CBS is obviously one of the biggest -- if not the biggest -- player in the broadcast network TV game, so losing its programming would likely be a big deal.
There's also the fact that the lack of a deal by the July 19 deadline would actually affect a lot of people. AT&T revealed back in April that DirecTV serves more than 22 million customers with traditional TV packages, with an additional 1.5 million subscribers to the DirecTV Now streaming service. That's a huge number of viewers that could lose CBS!
CBS doesn't seem poised to back down. The network has openly warned that viewers in New York, Los Angeles, Chicago, Philadelphia, Dallas, San Francisco, Boston, Atlanta, Tampa, Seattle, Detroit, Minneapolis, Miami, Denver, Sacramento, Pittsburgh, and Baltimore should prepare for CBS-owned TV stations to be removed by DirecTV and AT&T U-Verse beginning at 11 p.m. PT on July 19.
All of this said, AT&T doesn't seem inclined to back down either. The company released a statement explaining why it was sticking with its offer to CBS:
Broadcast stations are the incumbents to our industry, and many feel they deserve certain entitlements. They continue to give their signals away for free but also demand unsustainably growing fees for allowing customers the convenience of receiving their channels in a usual program guide or without switching an input.
Strong words! It is undeniable that the landscape of television has been changing in recent years and undoubtedly will continue to change.

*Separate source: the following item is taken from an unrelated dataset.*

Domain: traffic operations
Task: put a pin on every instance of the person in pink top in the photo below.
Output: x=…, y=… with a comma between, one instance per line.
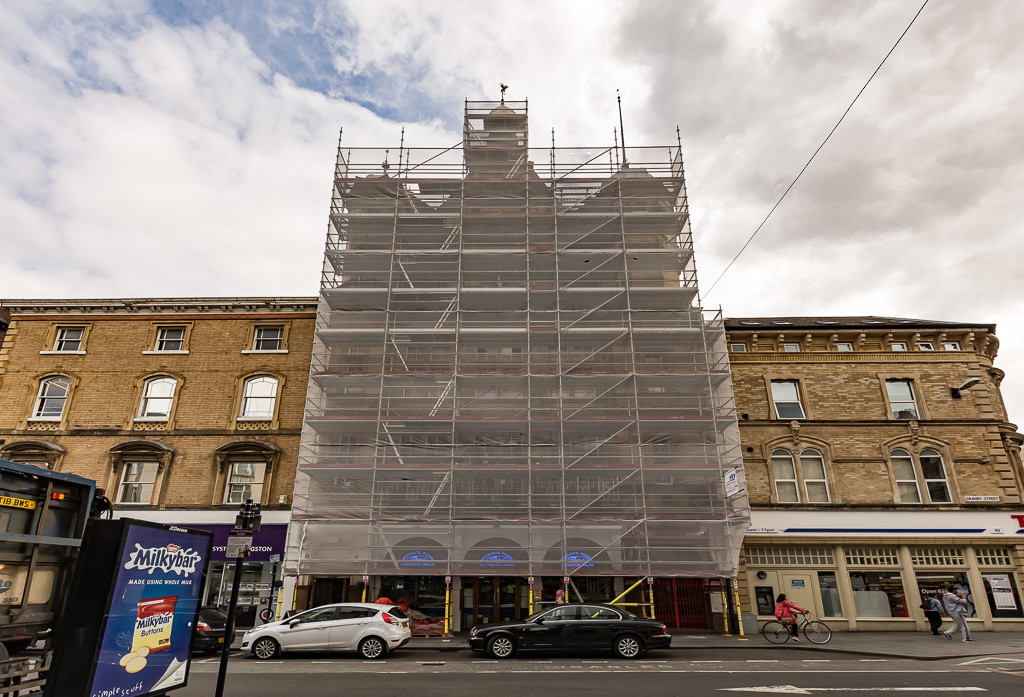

Cord cutters have a lot of options to move away from traditional packages, and streaming services are all the rage. In fact, CBS has its own streaming service that boasts Star Trek: Discovery, The Twilight Zone, and much more on the way.
Cable and streaming series often have larger budgets, which -- as Seth MacFarlane recently pointed out -- means cable and streaming series can simply look better than what can be produced on network TV. It's no coincidence that most of the shows that scored Emmy nominations come from cable, premium cable, and streaming platforms. Will CBS have to bend, or will it fall to AT&T to compromise? Or will there be no compromise at all?
AT&T is dealing with a great deal of debt after shelling out $85.4 billion -- yes, that's billion with a b -- to buy Time Warner, and the company is reportedly under pressure to shed up to $170 million of its debt. This has resulted in buyout options to HBO and CNN employees. AT&T's acquisition of HBO has also led to John Oliver regularly mocking his new parent company on Last Week Tonight, although his recent trouble hasn't come from AT&T.
AT&T has urged customers to try CBS All Access and employ the apps of local broadcasts or CBS Corp. websites to get their CBS fixes. What will happen between CBS and AT&T? Will one party bend, or will the relationship break, costing millions access to CBS via AT&T U-verse and DirecTV? We'll have to wait and seee.